Tentative fix for bug 372305
AcceptedPublic

Authored by jpalecek on Mar 8 2020, 1:33 AM.

Details

Reviewers
davidedmundson
ekurzinger
Group Reviewers
KWin
Summary

After much testing, I found that although KWin resets the graphic system and reallocates the buffer and all, for some strange reason NVidia unmaps the memory on first GLVertexBuffer::draw(). As a wild guess, I tried working it around by syncing the GL state during the reset and it seems it works (although I will still test).

I personally think this is a bug in NVidia's drivers. I've got traces of syscalls and KWin functions (not OpenGL calls though). But I don't have much experience with OpenGL. Maybe someone could help to get this reported?

BUG: 382305

Test Plan
  1. Stress the window manager by constantly moving windows (you'll have to do it programmatically). Eg.:
( for((;;)); do  qdbus org.kde.kopete /kopete/MainWindow_1 org.qtproject.Qt.QWidget.minimumHeight 100; qdbus org.kde.kopete /kopete/MainWindow_1 org.qtproject.Qt.QWidget.maximumHeight 100; qdbus org.kde.kopete /kopete/MainWindow_1 org.qtproject.Qt.QWidget.maximumHeight 16000000; for i in $(seq 1 10); do qdbus org.kde.kopete /kopete/MainWindow_1 org.qtproject.Qt.QWidget.minimumHeight $((i*100)); done; done ) &
  1. Invoke graphics reset by periodic switching into text mode, or by suspending/resuming the computer:
for i in $(seq 1 60); do [ -n "$(pidof kwin_x11)" ] && rtcwake -m mem -s 30; sleep 20; done

Diff Detail

Repository
R108 KWin
Branch
wip
Lint
Lint ErrorsExcuse: ?
SeverityLocationCodeMessage
Errorlibkwineffects/kwineffects.h:392CppcheckunknownMacro
Unit
No Unit Test Coverage
Build Status
Buildable 23414
Build 23432: arc lint + arc unit
jpalecek created this revision.Mar 8 2020, 1:33 AM
Restricted Application added a project: KWin. · View Herald TranscriptMar 8 2020, 1:33 AM
Restricted Application added a subscriber: kwin. · View Herald Transcript
jpalecek requested review of this revision.Mar 8 2020, 1:33 AM
jpalecek edited the summary of this revision. (Show Details)Mar 8 2020, 2:45 AM
jpalecek edited the test plan for this revision. (Show Details)
jpalecek added reviewers: davidedmundson, KWin.
jpalecek edited the summary of this revision. (Show Details)Mar 8 2020, 3:05 AM

Not performing any action till the next call makes sense, kinda like the delay in the first call after a swapBuffers(), but even so surely the order of events remains the same and we realloc before usage? It doesn't seem to make sense to me.

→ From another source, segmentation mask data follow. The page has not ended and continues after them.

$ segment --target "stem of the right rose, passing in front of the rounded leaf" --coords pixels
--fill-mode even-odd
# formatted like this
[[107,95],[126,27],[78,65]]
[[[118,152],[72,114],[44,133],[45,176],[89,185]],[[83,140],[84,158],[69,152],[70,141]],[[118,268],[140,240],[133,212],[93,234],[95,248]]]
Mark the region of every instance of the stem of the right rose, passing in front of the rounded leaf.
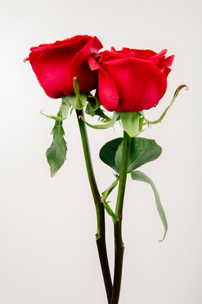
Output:
[[118,189],[116,210],[115,210],[116,220],[114,220],[115,263],[114,263],[114,281],[113,281],[111,304],[119,303],[119,295],[121,289],[122,268],[123,268],[123,258],[124,258],[124,243],[122,240],[122,217],[123,217],[125,184],[126,184],[127,168],[128,168],[128,157],[130,152],[130,140],[131,138],[124,131],[121,172],[120,172],[119,189]]

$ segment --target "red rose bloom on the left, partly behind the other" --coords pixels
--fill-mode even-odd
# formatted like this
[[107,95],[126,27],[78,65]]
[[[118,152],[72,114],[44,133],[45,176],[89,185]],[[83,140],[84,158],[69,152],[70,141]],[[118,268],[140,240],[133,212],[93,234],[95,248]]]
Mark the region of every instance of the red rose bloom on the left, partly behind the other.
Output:
[[77,35],[50,44],[32,47],[24,61],[30,60],[34,73],[45,93],[60,98],[74,93],[73,77],[78,77],[81,91],[97,86],[97,71],[92,71],[88,58],[102,48],[97,37]]

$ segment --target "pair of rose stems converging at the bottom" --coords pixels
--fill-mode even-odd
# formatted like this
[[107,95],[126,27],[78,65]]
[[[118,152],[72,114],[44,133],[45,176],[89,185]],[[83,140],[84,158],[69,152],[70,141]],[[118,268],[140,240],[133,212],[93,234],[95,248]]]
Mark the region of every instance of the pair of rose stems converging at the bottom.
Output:
[[117,195],[117,202],[115,209],[116,217],[115,220],[113,220],[115,262],[114,262],[114,279],[112,285],[107,248],[106,248],[106,239],[105,239],[105,208],[103,203],[101,203],[101,196],[99,194],[94,177],[86,125],[83,120],[79,119],[79,116],[80,115],[84,116],[84,113],[83,110],[76,110],[76,112],[77,112],[78,125],[79,125],[82,145],[83,145],[83,152],[85,156],[88,178],[89,178],[95,209],[96,209],[96,216],[97,216],[96,244],[99,253],[100,264],[101,264],[106,294],[108,298],[108,304],[118,304],[120,289],[121,289],[122,267],[123,267],[123,257],[124,257],[124,243],[122,240],[122,214],[123,214],[125,184],[127,177],[127,167],[128,167],[127,164],[128,164],[128,157],[130,151],[130,137],[127,135],[127,133],[124,132],[121,172],[120,172],[119,188],[118,188],[118,195]]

But this fix is clean and putting in an explicit fence on cleanup doesn't sound like a bad idea.

In lieu of any other comments, lets go for it.

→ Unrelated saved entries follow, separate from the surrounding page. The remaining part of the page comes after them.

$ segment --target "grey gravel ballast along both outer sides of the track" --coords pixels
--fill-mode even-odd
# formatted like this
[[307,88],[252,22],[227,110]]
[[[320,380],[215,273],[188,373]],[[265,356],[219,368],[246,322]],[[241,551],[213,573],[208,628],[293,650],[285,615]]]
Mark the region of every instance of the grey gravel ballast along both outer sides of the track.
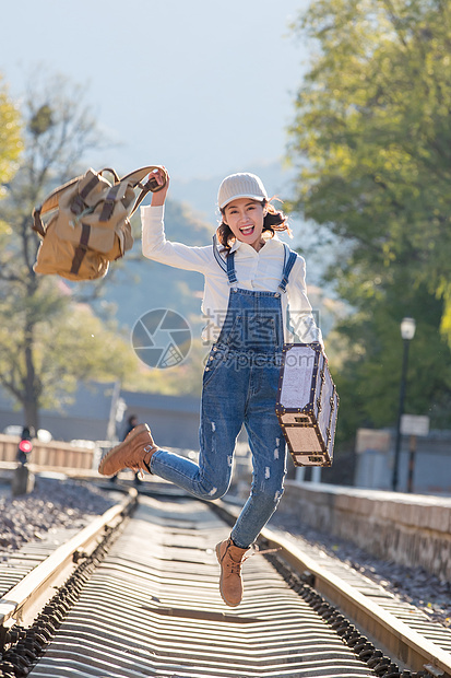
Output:
[[[88,481],[37,477],[33,492],[13,498],[0,486],[0,553],[2,560],[28,541],[48,537],[59,528],[82,528],[102,515],[115,501]],[[318,550],[347,563],[400,599],[451,627],[451,584],[420,568],[405,568],[378,560],[351,541],[324,535],[302,524],[295,515],[276,512],[270,528],[289,539],[306,540]]]

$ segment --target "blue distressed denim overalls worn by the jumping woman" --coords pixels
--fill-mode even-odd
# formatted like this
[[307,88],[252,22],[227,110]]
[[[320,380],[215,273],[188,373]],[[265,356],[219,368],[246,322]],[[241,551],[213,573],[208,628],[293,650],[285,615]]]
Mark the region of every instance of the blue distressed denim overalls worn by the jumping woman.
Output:
[[203,374],[199,466],[159,449],[152,456],[151,469],[195,496],[218,499],[230,484],[235,444],[244,423],[253,477],[232,539],[236,546],[247,548],[274,513],[283,493],[286,451],[275,414],[284,343],[281,294],[285,293],[297,255],[285,245],[277,292],[239,289],[235,253],[227,256],[227,262],[217,250],[215,256],[228,276],[230,293],[226,318]]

This revision is now accepted and ready to land.Mar 16 2020, 11:39 AM

Not performing any action till the next call makes sense, kinda like the delay in the first call after a swapBuffers(), but even so surely the order of events remains the same and we realloc before usage? It doesn't seem to make sense to me.

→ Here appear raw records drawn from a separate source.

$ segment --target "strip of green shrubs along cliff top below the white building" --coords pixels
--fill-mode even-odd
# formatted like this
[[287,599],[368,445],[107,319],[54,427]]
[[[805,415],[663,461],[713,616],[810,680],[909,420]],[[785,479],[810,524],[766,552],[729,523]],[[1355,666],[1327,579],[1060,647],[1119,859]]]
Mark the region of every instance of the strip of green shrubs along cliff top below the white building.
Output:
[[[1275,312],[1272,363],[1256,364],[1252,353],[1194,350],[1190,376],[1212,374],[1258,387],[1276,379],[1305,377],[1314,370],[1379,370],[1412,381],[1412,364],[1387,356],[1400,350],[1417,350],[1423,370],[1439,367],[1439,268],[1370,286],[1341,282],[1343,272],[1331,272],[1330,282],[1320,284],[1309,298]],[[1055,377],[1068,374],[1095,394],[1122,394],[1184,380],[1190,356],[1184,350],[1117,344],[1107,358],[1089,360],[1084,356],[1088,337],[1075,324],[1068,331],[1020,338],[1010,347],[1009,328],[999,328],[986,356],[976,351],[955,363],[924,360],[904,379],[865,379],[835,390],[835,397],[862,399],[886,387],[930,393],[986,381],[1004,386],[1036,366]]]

That's true. I still see this more as a kludge than a real fix, since IMO that is up to Nvidia. Moreover, I've found that while it does reduce the amount of crashes about 10 times, it doesn't unfortunately fix them all (some happen when the computer is suspended in the middle of drawing, without a chance to do cleanup/initGL - however the unmapping of the memory which causes the crash happens some time later and pretty synchronously, although I'm not yet sure on which call it happens).

But this fix is clean and putting in an explicit fence on cleanup doesn't sound like a bad idea.

I would rather wait on this, there's no need to be hasty. But if there are other comments on this, I'd like to read them (right now, I can't see anything).